Yolanda de Lucchi, a lecturer at Malaga University, tweeted about the unusual attempt to cheat last Wednesday.
She uttered: ‘Tidying up my office, I found this university relic that we confiscated from a student a few years ago.
‘Criminal procedural law in bic pens. What art!’
Gonzo, who asserts to know the pupil responsible for this, said ‘The technique used by the artist, as he himself tells me, was to replace the graphite lead of a mechanical pencil with a needle, which made it super easy for him to write in the pen.’
Since then, Yolanda’s tweet has received nearly 300,000 likes and more than 24,000 retweets.
Many people made the obvious argument that the student might as well have just studied if he was going to put out this much effort.
Statistics revealed in July that during lockdowns, the number of Oxford University students being probed for cheating doubled.

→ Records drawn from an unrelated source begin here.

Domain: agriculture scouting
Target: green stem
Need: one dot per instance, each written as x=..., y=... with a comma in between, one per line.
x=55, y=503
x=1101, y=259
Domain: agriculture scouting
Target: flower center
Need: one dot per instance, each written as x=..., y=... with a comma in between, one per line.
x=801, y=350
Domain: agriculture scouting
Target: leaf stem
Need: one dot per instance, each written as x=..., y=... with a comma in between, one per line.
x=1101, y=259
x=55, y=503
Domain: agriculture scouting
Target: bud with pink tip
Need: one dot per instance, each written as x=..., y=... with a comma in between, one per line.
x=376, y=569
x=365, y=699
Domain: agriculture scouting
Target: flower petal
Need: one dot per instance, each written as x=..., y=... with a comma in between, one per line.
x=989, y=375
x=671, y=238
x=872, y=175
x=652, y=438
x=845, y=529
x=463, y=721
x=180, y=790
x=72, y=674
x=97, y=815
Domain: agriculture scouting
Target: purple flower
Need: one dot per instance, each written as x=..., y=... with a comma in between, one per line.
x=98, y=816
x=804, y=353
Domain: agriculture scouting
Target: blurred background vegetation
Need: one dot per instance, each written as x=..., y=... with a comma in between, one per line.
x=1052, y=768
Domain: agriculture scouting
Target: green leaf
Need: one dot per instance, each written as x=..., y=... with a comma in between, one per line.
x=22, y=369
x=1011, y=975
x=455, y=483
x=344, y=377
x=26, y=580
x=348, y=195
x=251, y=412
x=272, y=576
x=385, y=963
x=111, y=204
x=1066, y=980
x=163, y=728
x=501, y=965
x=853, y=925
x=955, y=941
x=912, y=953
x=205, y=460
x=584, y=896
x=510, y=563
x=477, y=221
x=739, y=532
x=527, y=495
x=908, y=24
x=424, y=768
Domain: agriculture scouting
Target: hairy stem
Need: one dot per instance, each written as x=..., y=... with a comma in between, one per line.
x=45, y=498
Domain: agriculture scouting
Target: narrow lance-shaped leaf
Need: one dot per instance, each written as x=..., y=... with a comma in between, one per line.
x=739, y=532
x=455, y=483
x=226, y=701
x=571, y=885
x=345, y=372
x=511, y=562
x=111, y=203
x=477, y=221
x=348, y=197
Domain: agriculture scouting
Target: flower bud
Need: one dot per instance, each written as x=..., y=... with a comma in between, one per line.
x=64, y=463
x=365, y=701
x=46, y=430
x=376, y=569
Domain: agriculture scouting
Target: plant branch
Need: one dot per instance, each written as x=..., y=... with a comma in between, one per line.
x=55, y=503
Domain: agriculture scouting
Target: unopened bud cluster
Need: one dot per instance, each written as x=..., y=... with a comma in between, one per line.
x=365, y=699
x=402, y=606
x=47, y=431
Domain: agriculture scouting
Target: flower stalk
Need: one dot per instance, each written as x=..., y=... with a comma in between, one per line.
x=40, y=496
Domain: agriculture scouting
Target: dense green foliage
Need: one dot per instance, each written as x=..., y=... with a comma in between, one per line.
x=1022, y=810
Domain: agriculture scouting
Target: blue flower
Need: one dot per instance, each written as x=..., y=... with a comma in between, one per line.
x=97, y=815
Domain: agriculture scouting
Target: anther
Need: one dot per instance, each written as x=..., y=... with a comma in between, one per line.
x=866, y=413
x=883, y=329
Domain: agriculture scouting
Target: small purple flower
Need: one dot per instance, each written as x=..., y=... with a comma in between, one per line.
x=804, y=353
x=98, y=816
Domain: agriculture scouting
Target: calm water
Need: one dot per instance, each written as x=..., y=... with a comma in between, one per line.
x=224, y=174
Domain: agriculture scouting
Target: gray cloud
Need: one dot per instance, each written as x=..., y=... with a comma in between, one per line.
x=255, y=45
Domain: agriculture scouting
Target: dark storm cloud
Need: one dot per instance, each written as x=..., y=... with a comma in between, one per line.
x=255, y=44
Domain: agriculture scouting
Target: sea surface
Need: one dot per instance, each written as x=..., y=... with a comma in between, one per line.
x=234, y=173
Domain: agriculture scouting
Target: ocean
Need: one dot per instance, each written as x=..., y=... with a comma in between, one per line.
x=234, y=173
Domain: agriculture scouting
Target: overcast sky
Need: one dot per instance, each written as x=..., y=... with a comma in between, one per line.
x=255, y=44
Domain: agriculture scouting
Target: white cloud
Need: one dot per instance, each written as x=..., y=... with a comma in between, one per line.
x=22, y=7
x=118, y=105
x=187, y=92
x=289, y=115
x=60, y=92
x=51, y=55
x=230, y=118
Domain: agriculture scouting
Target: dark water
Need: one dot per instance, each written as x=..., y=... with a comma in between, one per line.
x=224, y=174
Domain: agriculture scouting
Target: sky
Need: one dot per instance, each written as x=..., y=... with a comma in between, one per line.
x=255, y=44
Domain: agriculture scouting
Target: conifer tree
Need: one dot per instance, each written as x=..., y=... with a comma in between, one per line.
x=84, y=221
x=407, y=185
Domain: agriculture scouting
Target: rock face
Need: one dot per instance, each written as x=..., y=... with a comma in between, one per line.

From 35 cases in 2018–19 to 69 cases in 2019–20, and then to 77 cases in 2020–21, there were more cases.
Since the pandemic’s end, the number of cases has once more dropped, reaching 32 in 2021–2022.
With 146 cases, the university’s division of social sciences had the most cases under investigation for academic dishonesty, while the division of medical sciences had the fewest cases, only 19.